New England lobstermen say they'll likely sue if NOAA expands fishing restrictions

A map highlighting the additional area in which lobster fishing would be banned from 1 February to 30 April.

The New England Fishermen’s Stewardship Association (NEFSA) has promised it will challenge NOAA in court if the administration finalizes an expansion to the Massachusetts Restricted Area (MRA) – a region of the ocean off the coast of the Northeast U.S. that prohibits lobster fishing.  

NOAA is proposing modifications to the MRA that will add the temporary “wedge” closure area to the permanent closures, which last from 1 February to 30 April. The “wedge” is an area of approximately 200 square miles in between two of the existing closures that remain open to fishing.

The current closures already apply to 9,000 square miles of fishing area, and the Massachusetts Lobstermen’s Association said further expansion would cost coastal communities millions.

“The Massachusetts Lobstermen’s Association (MLA) continues to fight the closure of the wedge in Massachusetts due to the long-term implications such an arbitrary and capricious action can have on the commercial lobster industry,” the MLA said in a release. “We will continue to take the necessary legal action to stop this unwarranted and unjust action as the commercial lobstermen in Massachusetts continue to bear the brunt of these closures.”

Regulations have banned the use of lobstering equipment in a region off the coast of the U.S. state of Massachusetts since 2015 in a bid to protect the critically endangered North Atlantic right whale. One of the most endangered species on the planet, NOAA has cited entanglement with fishing gear as one of the main dangers threatening the extinction of the species.

The new additions to the restricted fishing areas off Massachusetts would make temporary rules more permanent. Aggregations of right whales prompted officials from Massachusetts and NOAA to order the removal of traps in the “MRA Wedge” earlier this year, an area of federal waters between the Massachusetts Restricted Area North and the Massachusetts Restricted Area that still allowed lobster fishing during the months of the ban. The order was the second time in two years that NOAA announced the emergency rule.

Now, NOAA wants to make that rule permanent, prompting NEFSA and the MLA to announce it will fight any additional rulemaking.

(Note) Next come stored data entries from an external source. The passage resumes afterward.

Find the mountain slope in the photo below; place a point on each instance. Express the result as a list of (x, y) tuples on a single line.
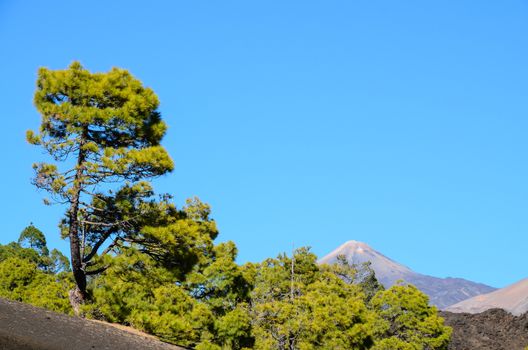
[(26, 327), (493, 329), (442, 292), (513, 298)]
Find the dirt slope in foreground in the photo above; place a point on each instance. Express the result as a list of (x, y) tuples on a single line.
[(25, 327), (493, 329)]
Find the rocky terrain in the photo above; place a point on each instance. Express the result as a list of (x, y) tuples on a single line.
[(25, 327), (513, 298), (442, 292), (494, 329)]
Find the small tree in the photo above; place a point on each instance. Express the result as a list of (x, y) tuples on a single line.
[(105, 131)]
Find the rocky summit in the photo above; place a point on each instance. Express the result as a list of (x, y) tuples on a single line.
[(443, 292)]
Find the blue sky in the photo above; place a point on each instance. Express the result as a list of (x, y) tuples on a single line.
[(398, 123)]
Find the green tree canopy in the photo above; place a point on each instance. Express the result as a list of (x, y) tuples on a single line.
[(103, 132)]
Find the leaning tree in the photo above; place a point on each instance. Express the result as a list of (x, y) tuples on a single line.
[(103, 133)]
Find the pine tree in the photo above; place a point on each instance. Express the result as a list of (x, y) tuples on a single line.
[(104, 130)]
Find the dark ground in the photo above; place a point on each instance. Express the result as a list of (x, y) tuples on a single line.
[(25, 327), (494, 329)]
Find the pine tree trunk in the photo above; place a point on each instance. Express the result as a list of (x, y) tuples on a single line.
[(79, 294)]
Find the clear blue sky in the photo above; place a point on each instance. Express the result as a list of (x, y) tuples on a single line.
[(402, 124)]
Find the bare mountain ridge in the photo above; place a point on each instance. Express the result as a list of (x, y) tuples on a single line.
[(442, 292), (513, 299)]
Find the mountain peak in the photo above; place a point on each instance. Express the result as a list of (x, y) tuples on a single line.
[(442, 292)]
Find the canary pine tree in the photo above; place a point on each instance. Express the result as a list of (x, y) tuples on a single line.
[(103, 133)]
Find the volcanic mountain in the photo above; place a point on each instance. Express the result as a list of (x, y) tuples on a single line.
[(513, 299), (442, 292)]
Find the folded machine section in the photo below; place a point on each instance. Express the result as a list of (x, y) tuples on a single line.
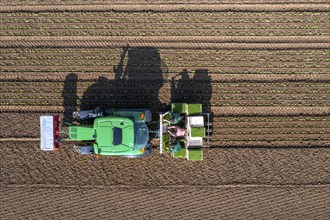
[(184, 131)]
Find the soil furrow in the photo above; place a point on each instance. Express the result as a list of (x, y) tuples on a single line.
[(23, 163)]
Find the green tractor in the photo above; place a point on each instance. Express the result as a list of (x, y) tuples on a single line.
[(182, 132)]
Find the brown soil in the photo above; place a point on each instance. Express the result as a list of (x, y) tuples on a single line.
[(262, 69)]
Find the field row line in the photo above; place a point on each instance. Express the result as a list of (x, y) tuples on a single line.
[(171, 8), (162, 45), (169, 32), (183, 52), (154, 20), (204, 39), (215, 84)]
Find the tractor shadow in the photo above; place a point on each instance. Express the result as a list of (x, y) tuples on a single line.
[(70, 97), (138, 77)]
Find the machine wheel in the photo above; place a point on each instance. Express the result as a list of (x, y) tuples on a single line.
[(209, 124), (75, 115)]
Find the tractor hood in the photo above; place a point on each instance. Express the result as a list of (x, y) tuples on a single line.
[(114, 134)]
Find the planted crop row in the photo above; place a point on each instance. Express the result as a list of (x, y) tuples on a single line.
[(125, 84), (155, 15), (178, 63), (166, 58), (41, 71), (271, 139), (158, 20), (167, 26), (170, 32)]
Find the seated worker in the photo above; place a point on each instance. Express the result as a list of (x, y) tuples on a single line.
[(176, 131)]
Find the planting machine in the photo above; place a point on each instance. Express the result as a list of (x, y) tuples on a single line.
[(182, 132)]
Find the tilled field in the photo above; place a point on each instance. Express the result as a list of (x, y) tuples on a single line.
[(261, 68)]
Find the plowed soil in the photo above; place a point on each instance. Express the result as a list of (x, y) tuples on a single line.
[(261, 68)]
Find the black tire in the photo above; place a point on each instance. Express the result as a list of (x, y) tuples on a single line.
[(146, 153)]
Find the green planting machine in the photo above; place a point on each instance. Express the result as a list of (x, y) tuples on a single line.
[(182, 132)]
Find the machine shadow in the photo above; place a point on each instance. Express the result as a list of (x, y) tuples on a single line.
[(195, 89), (139, 75), (70, 98)]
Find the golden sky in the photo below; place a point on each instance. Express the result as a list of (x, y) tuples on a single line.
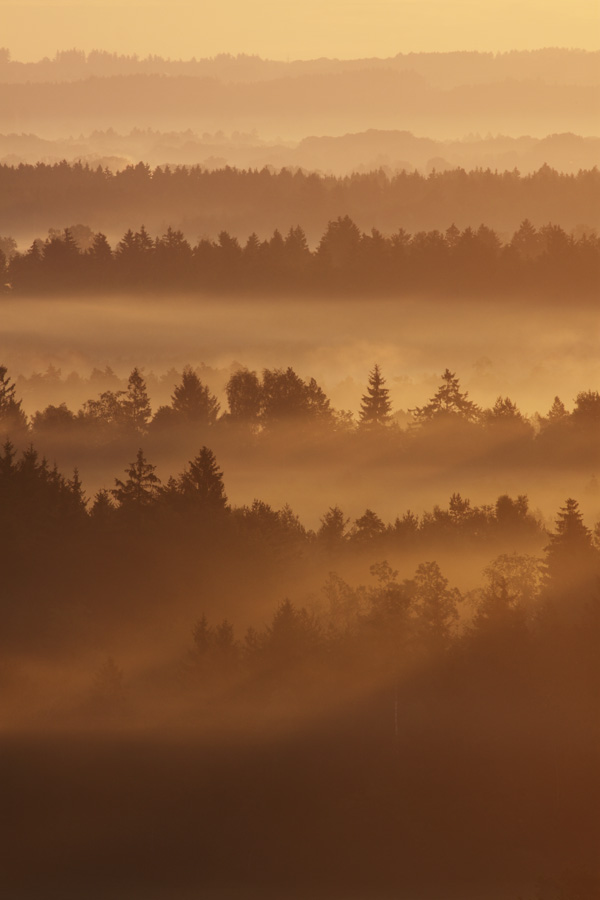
[(302, 29)]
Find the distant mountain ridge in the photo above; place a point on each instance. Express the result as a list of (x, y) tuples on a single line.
[(447, 70), (336, 102), (369, 150)]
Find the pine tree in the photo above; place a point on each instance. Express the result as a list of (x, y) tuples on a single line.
[(135, 405), (193, 401), (375, 410), (140, 489), (202, 482), (12, 417), (572, 562), (449, 401)]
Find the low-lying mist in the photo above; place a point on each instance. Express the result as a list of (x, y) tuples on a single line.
[(496, 346)]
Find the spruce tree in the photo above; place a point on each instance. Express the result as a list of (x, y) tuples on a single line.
[(448, 402), (141, 487), (375, 409)]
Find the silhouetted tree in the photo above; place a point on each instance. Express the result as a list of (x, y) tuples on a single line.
[(448, 403), (375, 408), (244, 396), (192, 400)]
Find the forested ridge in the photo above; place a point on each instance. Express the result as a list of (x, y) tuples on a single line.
[(576, 66), (278, 405), (202, 202), (545, 262)]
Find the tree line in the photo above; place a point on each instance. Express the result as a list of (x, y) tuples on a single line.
[(199, 201), (576, 66), (279, 399), (543, 261)]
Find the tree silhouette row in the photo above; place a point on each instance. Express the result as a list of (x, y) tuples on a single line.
[(201, 202), (545, 260)]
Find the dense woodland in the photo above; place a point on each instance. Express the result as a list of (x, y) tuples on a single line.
[(270, 408), (193, 628), (545, 262), (393, 150), (201, 202), (210, 696)]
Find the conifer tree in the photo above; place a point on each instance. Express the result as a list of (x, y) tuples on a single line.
[(449, 401), (135, 405), (375, 410), (202, 482), (12, 417), (140, 489), (193, 401)]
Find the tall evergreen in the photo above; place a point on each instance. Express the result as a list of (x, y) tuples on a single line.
[(375, 409)]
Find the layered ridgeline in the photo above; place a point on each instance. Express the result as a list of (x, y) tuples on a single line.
[(392, 150), (547, 262), (203, 203), (441, 94)]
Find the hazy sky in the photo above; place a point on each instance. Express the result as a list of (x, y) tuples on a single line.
[(32, 29)]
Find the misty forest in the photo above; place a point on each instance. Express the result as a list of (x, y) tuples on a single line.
[(300, 477)]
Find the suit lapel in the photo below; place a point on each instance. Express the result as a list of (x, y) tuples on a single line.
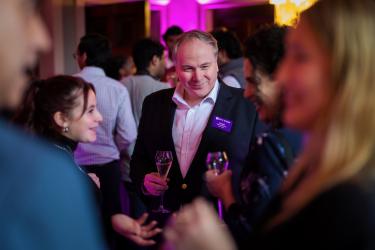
[(169, 118), (221, 109)]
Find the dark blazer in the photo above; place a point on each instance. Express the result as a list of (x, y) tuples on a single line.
[(155, 133)]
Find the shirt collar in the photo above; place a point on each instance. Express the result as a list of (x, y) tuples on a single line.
[(180, 101), (92, 70)]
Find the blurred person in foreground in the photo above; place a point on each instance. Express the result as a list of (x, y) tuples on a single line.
[(327, 201), (38, 183), (274, 150)]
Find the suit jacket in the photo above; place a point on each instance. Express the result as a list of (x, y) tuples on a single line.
[(155, 133)]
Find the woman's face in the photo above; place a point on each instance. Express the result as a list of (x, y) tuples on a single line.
[(262, 91), (304, 76), (82, 128)]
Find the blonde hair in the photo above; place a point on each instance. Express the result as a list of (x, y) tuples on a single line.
[(344, 144), (198, 35)]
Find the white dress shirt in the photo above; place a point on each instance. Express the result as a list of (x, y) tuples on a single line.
[(117, 130), (189, 124)]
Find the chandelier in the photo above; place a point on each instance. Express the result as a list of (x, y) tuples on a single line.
[(287, 11)]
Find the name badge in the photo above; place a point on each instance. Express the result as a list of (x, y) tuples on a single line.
[(222, 124)]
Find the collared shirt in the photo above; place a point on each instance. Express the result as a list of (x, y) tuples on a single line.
[(117, 130), (189, 124)]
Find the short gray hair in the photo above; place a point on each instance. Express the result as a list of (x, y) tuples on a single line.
[(198, 35)]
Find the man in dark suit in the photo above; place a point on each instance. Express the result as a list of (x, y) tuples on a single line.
[(201, 115)]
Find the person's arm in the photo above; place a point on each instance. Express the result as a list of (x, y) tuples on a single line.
[(142, 165), (196, 226), (126, 129)]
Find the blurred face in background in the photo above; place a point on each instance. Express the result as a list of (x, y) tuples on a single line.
[(263, 91), (160, 66), (23, 35), (171, 41), (197, 69), (304, 76)]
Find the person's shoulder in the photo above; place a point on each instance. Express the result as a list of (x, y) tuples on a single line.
[(17, 147), (26, 156), (161, 95)]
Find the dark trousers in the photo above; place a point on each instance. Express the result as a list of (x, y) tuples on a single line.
[(110, 181)]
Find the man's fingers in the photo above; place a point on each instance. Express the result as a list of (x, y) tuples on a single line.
[(142, 219), (149, 226), (140, 241), (152, 232)]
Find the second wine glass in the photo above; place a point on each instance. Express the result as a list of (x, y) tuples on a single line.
[(163, 160)]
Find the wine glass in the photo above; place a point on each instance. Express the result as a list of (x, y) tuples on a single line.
[(163, 160), (217, 161)]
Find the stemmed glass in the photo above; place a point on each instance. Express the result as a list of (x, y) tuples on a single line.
[(163, 160), (218, 161)]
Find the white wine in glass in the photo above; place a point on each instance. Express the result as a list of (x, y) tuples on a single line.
[(163, 160), (218, 161)]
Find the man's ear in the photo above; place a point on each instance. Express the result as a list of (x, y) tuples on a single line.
[(60, 119)]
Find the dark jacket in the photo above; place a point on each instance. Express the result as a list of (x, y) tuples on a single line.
[(155, 133)]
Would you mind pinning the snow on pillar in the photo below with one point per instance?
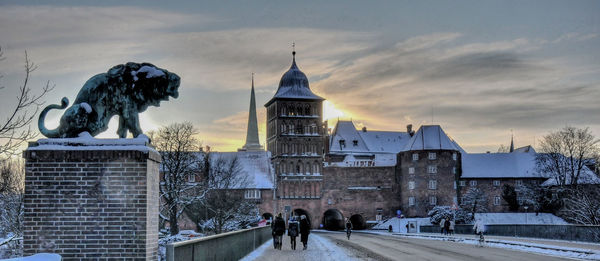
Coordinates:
(89, 198)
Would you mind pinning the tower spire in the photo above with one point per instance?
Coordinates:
(512, 144)
(252, 142)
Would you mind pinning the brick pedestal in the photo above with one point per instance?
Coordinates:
(91, 200)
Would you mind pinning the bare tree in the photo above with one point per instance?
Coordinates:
(582, 206)
(474, 201)
(564, 154)
(15, 128)
(224, 203)
(181, 168)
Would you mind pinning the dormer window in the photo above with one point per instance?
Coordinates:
(432, 155)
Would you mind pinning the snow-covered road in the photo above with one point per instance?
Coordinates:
(319, 248)
(363, 246)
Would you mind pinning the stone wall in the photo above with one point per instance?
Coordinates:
(92, 204)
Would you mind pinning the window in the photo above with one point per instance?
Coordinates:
(432, 200)
(415, 156)
(191, 178)
(497, 200)
(411, 201)
(432, 155)
(252, 194)
(431, 169)
(432, 184)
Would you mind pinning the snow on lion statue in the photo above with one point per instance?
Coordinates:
(125, 90)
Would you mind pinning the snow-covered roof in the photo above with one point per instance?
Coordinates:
(431, 137)
(382, 146)
(499, 165)
(255, 167)
(519, 218)
(366, 141)
(525, 149)
(294, 85)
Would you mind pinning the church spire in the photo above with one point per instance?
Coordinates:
(252, 142)
(512, 144)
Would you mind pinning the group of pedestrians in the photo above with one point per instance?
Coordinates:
(447, 226)
(295, 227)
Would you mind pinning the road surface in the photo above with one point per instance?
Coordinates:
(335, 246)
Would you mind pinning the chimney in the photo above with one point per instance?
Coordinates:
(409, 130)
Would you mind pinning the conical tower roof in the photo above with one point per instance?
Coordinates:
(294, 85)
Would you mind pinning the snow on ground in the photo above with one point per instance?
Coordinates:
(524, 246)
(319, 248)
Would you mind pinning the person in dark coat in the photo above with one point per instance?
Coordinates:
(446, 226)
(293, 231)
(304, 230)
(277, 230)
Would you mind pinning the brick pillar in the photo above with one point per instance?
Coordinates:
(91, 202)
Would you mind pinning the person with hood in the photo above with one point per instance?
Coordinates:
(277, 230)
(348, 228)
(304, 231)
(479, 228)
(293, 231)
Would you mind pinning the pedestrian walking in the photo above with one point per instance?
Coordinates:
(277, 230)
(446, 226)
(479, 229)
(348, 228)
(304, 231)
(293, 231)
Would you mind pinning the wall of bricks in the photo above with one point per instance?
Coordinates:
(91, 204)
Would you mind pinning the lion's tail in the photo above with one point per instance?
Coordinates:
(46, 132)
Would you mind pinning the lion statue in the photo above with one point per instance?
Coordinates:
(125, 90)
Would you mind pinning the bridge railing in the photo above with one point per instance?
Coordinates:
(227, 246)
(560, 232)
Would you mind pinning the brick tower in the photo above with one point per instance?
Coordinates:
(295, 138)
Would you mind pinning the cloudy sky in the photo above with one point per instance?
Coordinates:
(478, 68)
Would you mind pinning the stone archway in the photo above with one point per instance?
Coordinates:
(299, 212)
(333, 219)
(267, 216)
(358, 222)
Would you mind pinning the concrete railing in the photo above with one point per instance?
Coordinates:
(560, 232)
(227, 246)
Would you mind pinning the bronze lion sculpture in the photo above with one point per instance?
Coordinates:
(125, 90)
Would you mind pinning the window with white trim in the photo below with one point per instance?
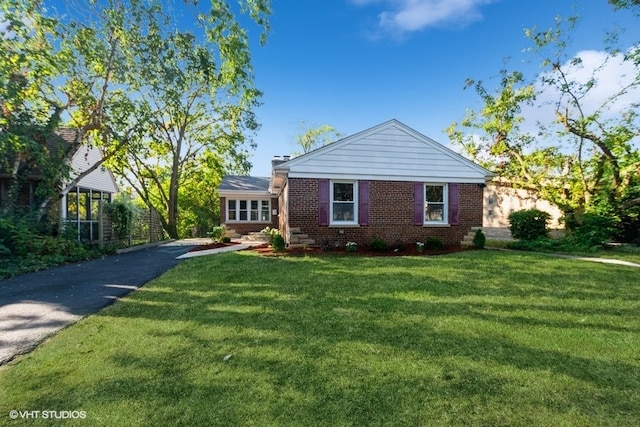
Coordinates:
(343, 202)
(248, 210)
(435, 204)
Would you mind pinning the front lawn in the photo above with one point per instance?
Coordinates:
(475, 338)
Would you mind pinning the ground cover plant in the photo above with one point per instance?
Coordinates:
(474, 338)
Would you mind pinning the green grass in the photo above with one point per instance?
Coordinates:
(477, 338)
(624, 252)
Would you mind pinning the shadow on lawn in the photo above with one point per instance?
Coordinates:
(308, 346)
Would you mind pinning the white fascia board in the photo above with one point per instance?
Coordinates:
(245, 194)
(410, 178)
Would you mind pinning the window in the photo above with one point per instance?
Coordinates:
(343, 203)
(435, 203)
(249, 210)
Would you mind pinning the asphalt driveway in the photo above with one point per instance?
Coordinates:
(35, 306)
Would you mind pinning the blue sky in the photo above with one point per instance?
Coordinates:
(353, 64)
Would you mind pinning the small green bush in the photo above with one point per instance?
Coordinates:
(593, 229)
(270, 233)
(529, 224)
(278, 243)
(433, 243)
(217, 233)
(479, 240)
(378, 245)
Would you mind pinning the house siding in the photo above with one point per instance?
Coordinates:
(99, 179)
(392, 151)
(391, 214)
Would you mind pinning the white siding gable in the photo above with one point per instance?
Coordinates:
(390, 151)
(99, 179)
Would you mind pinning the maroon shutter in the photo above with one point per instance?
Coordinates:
(418, 211)
(323, 202)
(454, 204)
(363, 202)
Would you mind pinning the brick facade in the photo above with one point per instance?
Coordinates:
(391, 215)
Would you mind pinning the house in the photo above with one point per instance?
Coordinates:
(79, 207)
(501, 199)
(388, 182)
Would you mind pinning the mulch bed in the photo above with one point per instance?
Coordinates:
(361, 251)
(212, 246)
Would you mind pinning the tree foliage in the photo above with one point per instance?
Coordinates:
(163, 103)
(311, 138)
(586, 159)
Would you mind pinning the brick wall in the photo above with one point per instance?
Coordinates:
(246, 227)
(390, 215)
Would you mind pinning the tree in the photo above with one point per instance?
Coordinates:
(29, 110)
(311, 138)
(191, 102)
(587, 158)
(59, 75)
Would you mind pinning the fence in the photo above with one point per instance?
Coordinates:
(143, 226)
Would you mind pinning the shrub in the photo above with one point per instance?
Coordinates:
(270, 233)
(593, 229)
(529, 224)
(378, 245)
(433, 243)
(217, 233)
(278, 242)
(121, 213)
(479, 240)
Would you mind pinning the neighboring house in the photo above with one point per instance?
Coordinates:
(388, 182)
(79, 208)
(500, 200)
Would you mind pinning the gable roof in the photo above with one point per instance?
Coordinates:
(389, 151)
(60, 145)
(231, 184)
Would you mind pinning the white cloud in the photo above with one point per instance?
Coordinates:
(406, 16)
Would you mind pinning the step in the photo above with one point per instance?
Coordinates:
(306, 241)
(256, 236)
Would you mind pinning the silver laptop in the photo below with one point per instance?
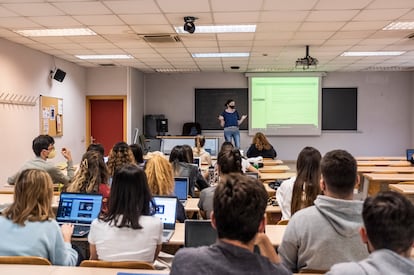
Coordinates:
(79, 209)
(181, 188)
(166, 211)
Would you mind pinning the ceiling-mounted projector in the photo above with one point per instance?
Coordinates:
(307, 61)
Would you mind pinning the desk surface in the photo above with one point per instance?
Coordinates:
(383, 163)
(69, 270)
(389, 177)
(386, 169)
(274, 232)
(381, 158)
(274, 169)
(406, 189)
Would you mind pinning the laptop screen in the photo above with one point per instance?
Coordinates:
(181, 188)
(410, 154)
(78, 207)
(165, 209)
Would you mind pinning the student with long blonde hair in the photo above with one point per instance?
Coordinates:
(300, 191)
(160, 177)
(28, 227)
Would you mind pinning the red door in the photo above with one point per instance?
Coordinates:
(106, 122)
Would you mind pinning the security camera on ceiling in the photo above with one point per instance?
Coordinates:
(189, 24)
(307, 61)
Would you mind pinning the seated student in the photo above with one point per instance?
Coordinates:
(28, 227)
(300, 191)
(138, 154)
(91, 177)
(127, 232)
(119, 155)
(326, 233)
(246, 166)
(239, 208)
(227, 162)
(161, 181)
(261, 147)
(199, 151)
(388, 233)
(182, 163)
(43, 147)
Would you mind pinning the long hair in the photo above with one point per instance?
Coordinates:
(306, 187)
(199, 143)
(160, 175)
(119, 155)
(129, 199)
(92, 172)
(33, 194)
(261, 142)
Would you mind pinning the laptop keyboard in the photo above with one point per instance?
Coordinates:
(80, 230)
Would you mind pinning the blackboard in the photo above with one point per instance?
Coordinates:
(339, 108)
(209, 104)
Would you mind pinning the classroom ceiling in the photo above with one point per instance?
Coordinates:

“NOAA is expanding the restricted area to protect the North Atlantic right whale, an endangered marine mammal. The agency baselessly blames lobstermen for right whale deaths, citing entanglements with fishing gear,” a release from NEFSA and the MLA said.

The two organizations said federal agencies’ treatment of fishermen is in stark contrast to their treatment of other potential threats to whales in the region. A spike in whale deaths along the East Coast in early 2023 led five U.S. senators to call for an investigation by NOAA, and the fishing industry has attributed the deaths to work on offshore wind installations in the region of the deaths.

While fishermen face restrictions and bans, the work on wind farms has been allowed to continue.

“I wish regulators treated fishermen as well as they treat foreign corporations,” NEFSA COO Dustin Delano, a fourth-generation lobstermen, said. “Lobstermen have built up one of the most sustainable fisheries in the world, but regulators treat us like an invasive species. Meanwhile, the corporations industrializing our coasts are getting tax credits and official permission to harm marine species.”

NEFSA said that if NOAA finalizes the rule expanding the MRA, it “expects to challenge it in court.”

Lobster fishing’s actual impacts on right whales have been the subject of lawsuits from conservation organizations that led to a judge ruling repeatedly that the fishery violates the Endangered Species Act. The ruling prompted NOAA to change its regulations, which in turn resulted in a lawsuit by the Maine Lobstermen’s Association challenging the necessity of the rules based on the lack of evidence linking lobster fishing to right whale deaths.